At 2:59 pm, Blogger Al B Here said...

I'll admit my ignorance here, but what aspect of marriage is getting everyone so hot and bothered? Is it the use of the word when referring to same-sex couples? Would people have such a problem if it were simply called something else?

At 5:24 pm, Blogger Matt said...

Al - it depends on which opponent you are speaking of, and whether you believe what they say. Some people object to the use of the word "marriage" alone, but would be content with a "separate-but-equal" approach for same-sex couples. Others get completely rabidly insane at any state sanction of homosexual relations.

You also have a spectrum on the other side - some gay and lesbian people would accept a different term than marriage, but there is also a strong current of objection to a differential treatment, likening it to Jim Crow laws in the pre-civil rights movement Southern US. There have also been those who think that the state should get out of the "marriage" business altogether, leaving this to individual religions, and establish a separate civil category that encompasses state-derived benefits and obligations that currently stem from marriage.

At 5:25 pm, Blogger Matt said...

wvtassel - I think the only way that Harper could gain from a whipped Liberal vote is to try to paint the Conservatives as being more democratic by permitting free votes. But in light of the whipped Conservative vote on the Quebecois nation motion which led to Michael Chong's resignation, that would sound rather hollow.

At 10:09 pm, Blogger Al B Here said...

My uncle died long before gay marriages were ever discussed, so I never got a chance to hear his view of it. Part of me wonders if he would have gotten married had it been legal.

I recall that my grade 9 history teacher, Pat O'Brien, chose to sit as an independent when this issue came up last time around. Sure, London can be pretty closed-minded, but I've often wondered whether his choice reflected his own personal beliefs or the beliefs of his constituents. If his stance was indicative of his constituents, so be it. But if he was simply abusing his position to force his views on others, I strongly object.

All that being said, I don't believe the government has any business meddling in personal lives of its citizens. If two people want to celebrate a life commitment to one another and call it marriage, civil union or even call it happy-time singalong, then so be it.

At 12:16 am, Blogger kasie said...

it seems to me that there is a contradiction happening when a person is frustrated by party politics and yet still wants to see party members tow a certain line and have a whipped vote. so much for democracy and representation.

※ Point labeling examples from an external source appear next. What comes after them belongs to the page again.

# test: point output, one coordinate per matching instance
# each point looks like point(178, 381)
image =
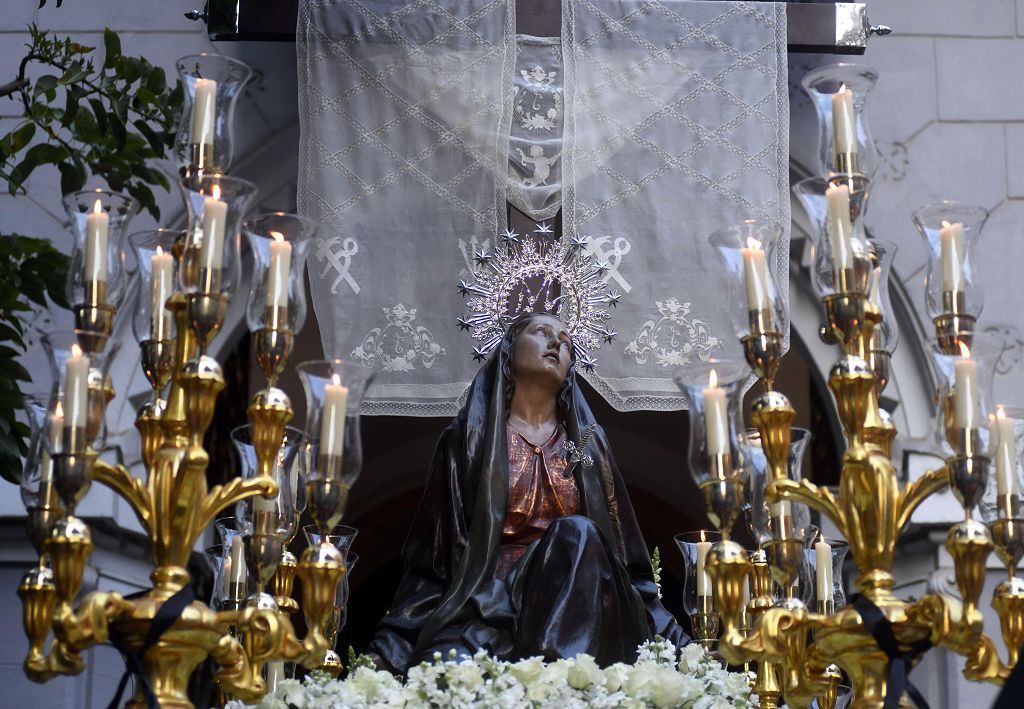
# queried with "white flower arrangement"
point(696, 681)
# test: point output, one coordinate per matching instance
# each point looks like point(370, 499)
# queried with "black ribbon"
point(1012, 693)
point(900, 663)
point(168, 614)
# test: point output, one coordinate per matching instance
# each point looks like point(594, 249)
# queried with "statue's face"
point(543, 350)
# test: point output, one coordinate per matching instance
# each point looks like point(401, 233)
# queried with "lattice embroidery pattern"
point(716, 136)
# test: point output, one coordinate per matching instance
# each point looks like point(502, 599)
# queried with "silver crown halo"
point(521, 277)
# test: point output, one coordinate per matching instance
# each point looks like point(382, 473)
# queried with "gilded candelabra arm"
point(221, 496)
point(919, 491)
point(235, 675)
point(118, 478)
point(949, 629)
point(811, 495)
point(76, 631)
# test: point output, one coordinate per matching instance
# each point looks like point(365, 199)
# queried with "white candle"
point(755, 276)
point(967, 406)
point(1005, 444)
point(274, 674)
point(163, 288)
point(238, 571)
point(716, 417)
point(333, 419)
point(844, 121)
point(269, 504)
point(840, 226)
point(951, 256)
point(823, 577)
point(704, 581)
point(214, 215)
point(77, 389)
point(276, 284)
point(55, 436)
point(96, 227)
point(204, 112)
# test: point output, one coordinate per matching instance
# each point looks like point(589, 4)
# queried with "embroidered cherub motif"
point(542, 165)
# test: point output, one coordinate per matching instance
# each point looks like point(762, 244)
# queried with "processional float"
point(183, 282)
point(803, 643)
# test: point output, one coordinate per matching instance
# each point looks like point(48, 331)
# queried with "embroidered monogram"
point(399, 344)
point(674, 339)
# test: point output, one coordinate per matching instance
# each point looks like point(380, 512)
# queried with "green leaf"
point(45, 83)
point(112, 44)
point(71, 110)
point(72, 177)
point(17, 138)
point(99, 111)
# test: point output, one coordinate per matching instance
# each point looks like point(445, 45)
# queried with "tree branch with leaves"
point(115, 121)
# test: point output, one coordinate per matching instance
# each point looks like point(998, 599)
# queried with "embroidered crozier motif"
point(399, 344)
point(682, 337)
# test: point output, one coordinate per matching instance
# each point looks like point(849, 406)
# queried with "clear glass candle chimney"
point(213, 83)
point(840, 92)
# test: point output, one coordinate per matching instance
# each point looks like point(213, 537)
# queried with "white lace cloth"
point(649, 124)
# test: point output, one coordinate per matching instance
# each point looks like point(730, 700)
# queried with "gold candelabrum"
point(802, 653)
point(173, 502)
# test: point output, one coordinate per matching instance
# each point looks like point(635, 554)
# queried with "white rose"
point(691, 657)
point(467, 675)
point(615, 675)
point(584, 672)
point(526, 671)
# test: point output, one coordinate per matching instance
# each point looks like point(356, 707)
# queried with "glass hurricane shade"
point(951, 232)
point(98, 221)
point(840, 92)
point(749, 252)
point(280, 244)
point(842, 254)
point(334, 390)
point(1006, 474)
point(82, 389)
point(759, 513)
point(697, 591)
point(965, 392)
point(280, 507)
point(212, 85)
point(216, 206)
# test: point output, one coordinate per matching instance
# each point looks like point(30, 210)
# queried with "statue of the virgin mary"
point(525, 542)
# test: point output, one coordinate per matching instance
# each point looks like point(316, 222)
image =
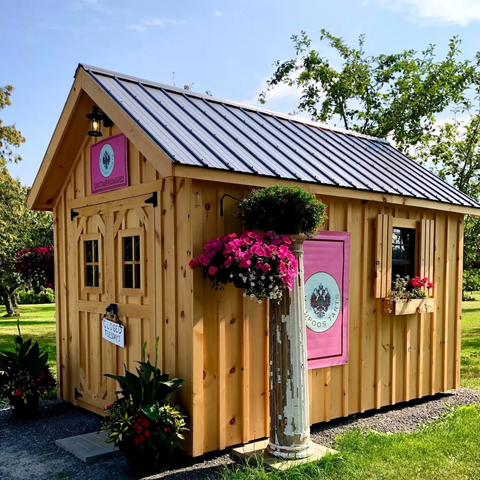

At 12:37 am, Blogger Matt said...

Kasie - I didn't realize you had a blog! I'll have to start reading it.

I'm frustrated more by the internal mechanics of party politics than by the overall nature of the party system. I may not be overly content with the options that I have between the parties, but I do think that most people vote for a party platform and leader, rather than for their local MP (this of course does vary from riding to riding somewhat). In light of that fact, it is incredibly frustrating that certain individuals run under a party banner, but don't support key principles of the party. Most of the Ontario "Liberals" who oppose gay marriage would never have been elected in their ridings had they run as Conservatives - especially the gang of Scarborough MPs that is at the forefront of the opposition to gay marriage. Since we do have a system that is dominated by the parties, I think that more individual MPs should have the courage of their convictions, and run for the party that actually is in line with their political views.

I also tend to subscribe more to the stance that an MP is elected not merely to be the unquestioning representative of their constituents' current views, but also to provide leadership on social/political issues for their riding. If their constituents end up being unhappy with the overall record of their MP, then they can turf them out next election. But that's a subject for another, more detailed post (or lengthy academic paper).